Sulabh International Museum of Toilets obtains a daily flow of visitors from India and abroad, ranging from doctors, students, government officials, engineers, scientists, designers, and so on. It is managed by its parent organization named Sulabh International Social Service Organization. Renowned sociologist and social reformer Dr. Bindeshwar Pathak is the man behind this amazing idea of a museum of toilets. Before that, he established the ‘Sulabh International Social Service Organization’ in 1970 and launched a social reform and environment up-gradation movement, by taking up the challenge of sanitation-related pollution leading to environmental degradation and health hazards caused by the practice of open defecation and use of bucket toilets. He created a pan-Indian network with 50,000 volunteers and began the Sulabh Sanitation Movement. Dr. Bindeshwar Pathak started a revolution in Indian sanitary conditions. More than half of India's 1.3 billion people still don't have a proper toilet in their homes, but since 1970 the Sulabh NGO has figured out India's sanitation issues. And today most of the public toilets utilized in a public area are ‘Sulabh toilets’ which were initially started under the Sulabh Sanitation Movement.

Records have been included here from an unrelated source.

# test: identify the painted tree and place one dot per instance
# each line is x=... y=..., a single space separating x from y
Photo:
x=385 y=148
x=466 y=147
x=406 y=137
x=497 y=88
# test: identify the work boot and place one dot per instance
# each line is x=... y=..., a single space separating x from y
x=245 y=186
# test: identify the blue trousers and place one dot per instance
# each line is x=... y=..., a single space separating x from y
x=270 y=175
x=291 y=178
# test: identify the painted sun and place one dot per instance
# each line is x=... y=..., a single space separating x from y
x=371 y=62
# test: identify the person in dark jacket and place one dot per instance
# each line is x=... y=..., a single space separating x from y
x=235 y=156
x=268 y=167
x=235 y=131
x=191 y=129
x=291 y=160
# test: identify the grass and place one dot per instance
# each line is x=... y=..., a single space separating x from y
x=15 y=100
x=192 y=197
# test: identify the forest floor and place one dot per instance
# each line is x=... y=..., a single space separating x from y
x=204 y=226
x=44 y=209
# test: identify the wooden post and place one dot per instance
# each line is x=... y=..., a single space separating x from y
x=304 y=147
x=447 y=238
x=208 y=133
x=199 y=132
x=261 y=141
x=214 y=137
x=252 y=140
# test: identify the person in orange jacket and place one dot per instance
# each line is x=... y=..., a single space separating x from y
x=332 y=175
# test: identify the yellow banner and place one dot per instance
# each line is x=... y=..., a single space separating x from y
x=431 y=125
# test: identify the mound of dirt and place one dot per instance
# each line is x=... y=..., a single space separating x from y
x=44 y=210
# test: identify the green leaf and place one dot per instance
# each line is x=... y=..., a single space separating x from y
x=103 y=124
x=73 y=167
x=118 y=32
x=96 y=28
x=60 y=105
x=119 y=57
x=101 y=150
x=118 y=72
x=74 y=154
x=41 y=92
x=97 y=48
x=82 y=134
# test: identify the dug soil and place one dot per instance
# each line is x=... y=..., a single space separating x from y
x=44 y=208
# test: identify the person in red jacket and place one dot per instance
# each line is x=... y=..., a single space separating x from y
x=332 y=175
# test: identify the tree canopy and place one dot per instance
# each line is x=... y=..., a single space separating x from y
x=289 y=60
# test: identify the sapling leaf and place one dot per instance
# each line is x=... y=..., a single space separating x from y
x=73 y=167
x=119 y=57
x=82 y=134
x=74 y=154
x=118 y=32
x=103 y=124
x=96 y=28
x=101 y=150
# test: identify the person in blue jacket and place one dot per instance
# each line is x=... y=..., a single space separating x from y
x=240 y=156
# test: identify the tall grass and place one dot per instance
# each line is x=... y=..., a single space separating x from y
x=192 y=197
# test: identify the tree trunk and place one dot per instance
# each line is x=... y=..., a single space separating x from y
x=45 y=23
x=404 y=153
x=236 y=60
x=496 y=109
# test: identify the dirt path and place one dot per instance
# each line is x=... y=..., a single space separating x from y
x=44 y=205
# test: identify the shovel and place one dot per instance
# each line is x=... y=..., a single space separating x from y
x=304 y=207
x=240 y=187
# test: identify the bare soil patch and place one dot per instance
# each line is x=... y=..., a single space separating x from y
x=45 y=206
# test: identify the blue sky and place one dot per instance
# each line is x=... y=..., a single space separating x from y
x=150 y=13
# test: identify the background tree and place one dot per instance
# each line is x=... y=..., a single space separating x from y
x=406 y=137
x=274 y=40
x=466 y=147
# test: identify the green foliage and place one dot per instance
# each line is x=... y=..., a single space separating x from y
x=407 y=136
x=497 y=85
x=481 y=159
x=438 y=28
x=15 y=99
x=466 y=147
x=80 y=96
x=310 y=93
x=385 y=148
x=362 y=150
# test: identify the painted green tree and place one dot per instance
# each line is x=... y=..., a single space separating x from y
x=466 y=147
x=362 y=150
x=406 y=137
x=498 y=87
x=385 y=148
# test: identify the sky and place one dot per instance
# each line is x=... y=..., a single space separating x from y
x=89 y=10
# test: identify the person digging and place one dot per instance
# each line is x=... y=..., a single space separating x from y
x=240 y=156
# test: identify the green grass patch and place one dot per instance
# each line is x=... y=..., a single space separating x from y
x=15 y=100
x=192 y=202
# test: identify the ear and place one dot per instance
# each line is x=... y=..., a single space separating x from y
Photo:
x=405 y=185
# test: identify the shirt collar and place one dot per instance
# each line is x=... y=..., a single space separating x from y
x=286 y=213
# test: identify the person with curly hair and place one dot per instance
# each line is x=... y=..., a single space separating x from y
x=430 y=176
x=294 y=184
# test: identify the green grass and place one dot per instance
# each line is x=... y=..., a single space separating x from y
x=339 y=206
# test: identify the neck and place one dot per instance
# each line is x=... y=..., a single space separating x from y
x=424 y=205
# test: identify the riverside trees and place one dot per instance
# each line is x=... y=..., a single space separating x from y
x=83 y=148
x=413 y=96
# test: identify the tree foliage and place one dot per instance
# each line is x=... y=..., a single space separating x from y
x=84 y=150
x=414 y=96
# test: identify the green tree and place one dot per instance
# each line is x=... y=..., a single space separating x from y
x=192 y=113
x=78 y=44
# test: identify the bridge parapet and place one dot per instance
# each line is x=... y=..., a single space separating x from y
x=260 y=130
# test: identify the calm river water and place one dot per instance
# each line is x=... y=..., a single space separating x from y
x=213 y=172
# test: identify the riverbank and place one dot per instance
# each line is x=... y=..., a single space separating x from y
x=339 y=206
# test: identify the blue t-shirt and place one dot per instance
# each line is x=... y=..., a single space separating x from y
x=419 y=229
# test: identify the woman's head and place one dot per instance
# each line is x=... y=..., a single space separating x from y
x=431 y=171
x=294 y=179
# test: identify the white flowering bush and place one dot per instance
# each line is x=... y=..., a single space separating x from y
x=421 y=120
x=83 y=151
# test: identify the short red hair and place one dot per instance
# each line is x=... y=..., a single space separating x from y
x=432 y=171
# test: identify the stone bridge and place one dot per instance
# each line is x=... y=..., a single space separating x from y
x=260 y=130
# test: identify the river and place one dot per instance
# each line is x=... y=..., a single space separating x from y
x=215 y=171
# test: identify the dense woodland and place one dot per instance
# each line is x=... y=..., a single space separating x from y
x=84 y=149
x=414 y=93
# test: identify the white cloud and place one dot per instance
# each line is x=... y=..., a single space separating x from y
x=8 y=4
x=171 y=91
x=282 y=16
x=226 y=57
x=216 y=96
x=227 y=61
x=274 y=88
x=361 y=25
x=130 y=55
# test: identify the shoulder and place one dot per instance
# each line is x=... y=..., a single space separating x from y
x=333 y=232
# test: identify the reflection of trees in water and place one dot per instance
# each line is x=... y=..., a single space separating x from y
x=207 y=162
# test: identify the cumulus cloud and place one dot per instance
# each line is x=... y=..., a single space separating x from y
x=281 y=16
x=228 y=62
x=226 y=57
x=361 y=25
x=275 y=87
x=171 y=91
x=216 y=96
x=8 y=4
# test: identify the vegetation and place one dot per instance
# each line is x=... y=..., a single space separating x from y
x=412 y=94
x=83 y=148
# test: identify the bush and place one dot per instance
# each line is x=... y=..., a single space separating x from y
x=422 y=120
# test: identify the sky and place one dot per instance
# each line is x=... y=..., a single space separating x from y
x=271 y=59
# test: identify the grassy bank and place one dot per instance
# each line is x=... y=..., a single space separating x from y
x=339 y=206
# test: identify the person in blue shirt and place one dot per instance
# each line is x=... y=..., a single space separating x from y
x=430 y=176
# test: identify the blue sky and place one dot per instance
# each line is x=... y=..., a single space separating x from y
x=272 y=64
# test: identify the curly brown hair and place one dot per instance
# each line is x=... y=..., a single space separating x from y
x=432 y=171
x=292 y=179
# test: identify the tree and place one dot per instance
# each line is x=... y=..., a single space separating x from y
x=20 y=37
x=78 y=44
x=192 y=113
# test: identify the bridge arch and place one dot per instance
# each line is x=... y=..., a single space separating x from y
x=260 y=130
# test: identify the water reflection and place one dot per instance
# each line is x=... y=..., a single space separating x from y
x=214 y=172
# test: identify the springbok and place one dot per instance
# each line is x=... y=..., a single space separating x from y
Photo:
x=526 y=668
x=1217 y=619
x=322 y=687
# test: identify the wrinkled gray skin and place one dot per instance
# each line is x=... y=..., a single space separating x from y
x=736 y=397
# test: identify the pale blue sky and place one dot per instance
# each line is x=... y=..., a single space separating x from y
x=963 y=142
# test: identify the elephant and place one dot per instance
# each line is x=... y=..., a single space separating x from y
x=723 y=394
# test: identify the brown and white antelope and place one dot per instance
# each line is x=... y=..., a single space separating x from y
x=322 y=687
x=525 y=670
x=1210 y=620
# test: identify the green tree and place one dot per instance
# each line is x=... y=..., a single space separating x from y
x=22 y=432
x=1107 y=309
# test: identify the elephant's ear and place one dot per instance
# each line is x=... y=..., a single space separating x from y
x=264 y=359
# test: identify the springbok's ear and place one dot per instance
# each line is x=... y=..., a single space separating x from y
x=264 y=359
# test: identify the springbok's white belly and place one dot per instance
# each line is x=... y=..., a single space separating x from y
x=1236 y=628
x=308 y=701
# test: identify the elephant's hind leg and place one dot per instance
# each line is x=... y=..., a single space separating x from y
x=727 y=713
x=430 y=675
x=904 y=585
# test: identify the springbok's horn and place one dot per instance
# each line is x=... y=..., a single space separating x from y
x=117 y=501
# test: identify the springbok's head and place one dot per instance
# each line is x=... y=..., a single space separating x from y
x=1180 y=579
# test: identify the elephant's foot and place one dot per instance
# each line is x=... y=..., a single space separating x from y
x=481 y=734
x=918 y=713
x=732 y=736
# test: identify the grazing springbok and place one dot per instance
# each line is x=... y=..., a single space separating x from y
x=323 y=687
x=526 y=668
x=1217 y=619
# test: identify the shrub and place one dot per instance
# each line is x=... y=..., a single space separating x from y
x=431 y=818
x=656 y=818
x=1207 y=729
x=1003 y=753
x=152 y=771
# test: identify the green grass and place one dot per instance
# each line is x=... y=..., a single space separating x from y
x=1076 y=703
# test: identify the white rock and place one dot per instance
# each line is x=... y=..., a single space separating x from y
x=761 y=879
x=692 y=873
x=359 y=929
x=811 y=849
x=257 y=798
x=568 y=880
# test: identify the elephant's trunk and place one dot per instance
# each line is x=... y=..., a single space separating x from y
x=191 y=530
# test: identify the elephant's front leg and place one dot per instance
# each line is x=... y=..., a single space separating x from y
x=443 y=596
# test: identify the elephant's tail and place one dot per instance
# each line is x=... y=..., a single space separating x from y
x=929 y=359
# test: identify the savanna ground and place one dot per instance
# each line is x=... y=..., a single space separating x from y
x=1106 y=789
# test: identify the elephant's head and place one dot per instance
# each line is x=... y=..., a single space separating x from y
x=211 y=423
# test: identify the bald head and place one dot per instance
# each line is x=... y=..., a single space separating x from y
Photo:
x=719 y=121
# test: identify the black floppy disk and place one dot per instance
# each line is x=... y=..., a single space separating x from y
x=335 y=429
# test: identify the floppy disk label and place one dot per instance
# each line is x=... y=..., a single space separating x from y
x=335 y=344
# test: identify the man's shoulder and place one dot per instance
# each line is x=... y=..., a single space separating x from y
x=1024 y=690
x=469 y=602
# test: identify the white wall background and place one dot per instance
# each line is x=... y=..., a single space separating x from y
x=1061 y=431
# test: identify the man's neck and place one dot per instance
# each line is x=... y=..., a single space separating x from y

Sulabh International Museum of Toilets is not just a tourist place but is an epicenter of knowledge and information about how entire human species have evolved their sanitation processes in the different parts of the world. It also encourages clean sanitation and tries to connect with more and more people in India. Several national and international organizations have praised the efforts of Dr. Pathak and his amazing idea of the toilet museum. Sulabh International Museum of Toilets was awarded in Experts's Choice Awards 2019, and fewer than 2% of attractions worldwide have received this prestigious award. It was also awarded amongst the world's weirdest museum and some other promising awards too. This amazing museum has over the years proved to be a source of inspiration and an epicenter for raising awareness about proper sanitation and toilets around the world.